To review exponents, we use this website, Math Games 4 Children, Pirate Exponents. We virtually roll the dice, and our ship is moved the corresponding number of spaces. My students each have white boards and markers, and hold up their answer, on my count, to the problem that comes up on the screen after we've moved our spaces.
In this lesson, students will use whole number exponents to denote powers of 10. Using this notation will help students recognize patterns when multiplying and dividing powers of 10. Students can practice describing powers of 10 using the terms: base, exponent, factor, and to the power of. I write these terms on the weekly vocabulary wall. I'm sure to point out that because multiplying 4 by 10 the fifth power is the same as multiplying by five factors of 10, the product is 4 followed by five zeros.
You may wish to extend the concept by providing multiplication expressions and having students write a power of 10, such as 10 x 10 x 10 x 10 x 10= 10 to the fifth power.

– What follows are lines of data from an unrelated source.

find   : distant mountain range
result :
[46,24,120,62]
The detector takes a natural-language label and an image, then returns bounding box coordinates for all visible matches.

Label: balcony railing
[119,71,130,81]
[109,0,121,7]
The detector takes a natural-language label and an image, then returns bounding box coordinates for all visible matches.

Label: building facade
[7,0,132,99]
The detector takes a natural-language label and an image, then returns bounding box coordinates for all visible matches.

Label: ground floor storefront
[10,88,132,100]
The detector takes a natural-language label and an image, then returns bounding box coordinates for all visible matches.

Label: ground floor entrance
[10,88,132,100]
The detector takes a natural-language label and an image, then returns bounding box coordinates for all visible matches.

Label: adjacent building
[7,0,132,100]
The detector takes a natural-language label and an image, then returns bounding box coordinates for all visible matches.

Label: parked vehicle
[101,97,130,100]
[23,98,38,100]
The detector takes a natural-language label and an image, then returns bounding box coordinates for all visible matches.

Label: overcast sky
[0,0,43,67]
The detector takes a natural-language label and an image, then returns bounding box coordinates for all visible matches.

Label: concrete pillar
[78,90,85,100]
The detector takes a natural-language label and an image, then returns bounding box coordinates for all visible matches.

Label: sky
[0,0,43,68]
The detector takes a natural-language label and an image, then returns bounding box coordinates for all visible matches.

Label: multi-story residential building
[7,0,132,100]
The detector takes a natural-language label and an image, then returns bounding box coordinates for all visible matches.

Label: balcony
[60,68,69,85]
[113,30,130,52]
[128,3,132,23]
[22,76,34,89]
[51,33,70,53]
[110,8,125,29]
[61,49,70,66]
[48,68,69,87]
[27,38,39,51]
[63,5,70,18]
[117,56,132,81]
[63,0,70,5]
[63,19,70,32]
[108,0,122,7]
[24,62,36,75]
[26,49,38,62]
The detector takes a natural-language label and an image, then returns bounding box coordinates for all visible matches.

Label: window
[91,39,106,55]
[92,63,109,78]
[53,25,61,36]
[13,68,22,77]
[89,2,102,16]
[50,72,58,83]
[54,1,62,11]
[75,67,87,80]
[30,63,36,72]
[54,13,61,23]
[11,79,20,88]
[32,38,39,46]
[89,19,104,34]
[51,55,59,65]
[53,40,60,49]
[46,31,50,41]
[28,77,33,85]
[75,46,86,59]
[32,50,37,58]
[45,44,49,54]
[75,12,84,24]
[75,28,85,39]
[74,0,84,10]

Students should be able to describe the multiplication pattern. When a whole number is multiplied by a power of 10, the exponent determines the number of places each digit in the first factor is shifted to the left in the product.Some students may incorrectly think that the number of zeros in the product is the same as the exponent. This is true only if the first factor doesn't contain a 0. Give an example such as 20 x 10 to the first power =200. Students should be very precise in their language.
Students should be able to describe the division pattern as well. When a whole number is divided by a power of 10, the exponent determines the number of places each digit in the first factor is shifted to the right in the quotient. If students have trouble understanding how the digits shift when a number is divided by a power of 10, use larger whole numbers, such as 370 or 3,700 as the dividends.
This presentation will help students extend what they know about multiplying and dividing whole numbers by powers of 10 to multiplying and dividing decimals by powers of 10. Be sure that students understand the placement of decimal points in whole numbers. For example, 7 can be written as 7.0 without changing its value.
I provide my students with an array of seven different types of relatively simple problems, including one word problem. I use numbers 1, 2, and 3 for a Think-Pair-Share with table partners. For #3, students construct viable arguments and critique the reasoning of others. More specifically, students construct an argument based on place value patterns.
For #4, I encourage students to look at the nonzero digit in the known factor and in the product, and then determine how many places that digit shifts. This shows students which power of 10 is the unknown factor.
For #5, I encourage students to look at the nonzero digit in the dividend and in the quotient and then determine how many places that digit shifts. This will tell them which power of 10 is the divisor.
For #6, some students will benefit by rewriting 30.05 as 30.050, so that both numbers have the same numbers understand that you can write a zero to the right of the last digit in a decimal number without changing the value.
Using cold calling, pairs of students explain their thinking for the Think-Pair-Share in #3. I use individual cold calling to review the answers for the rest of the problems.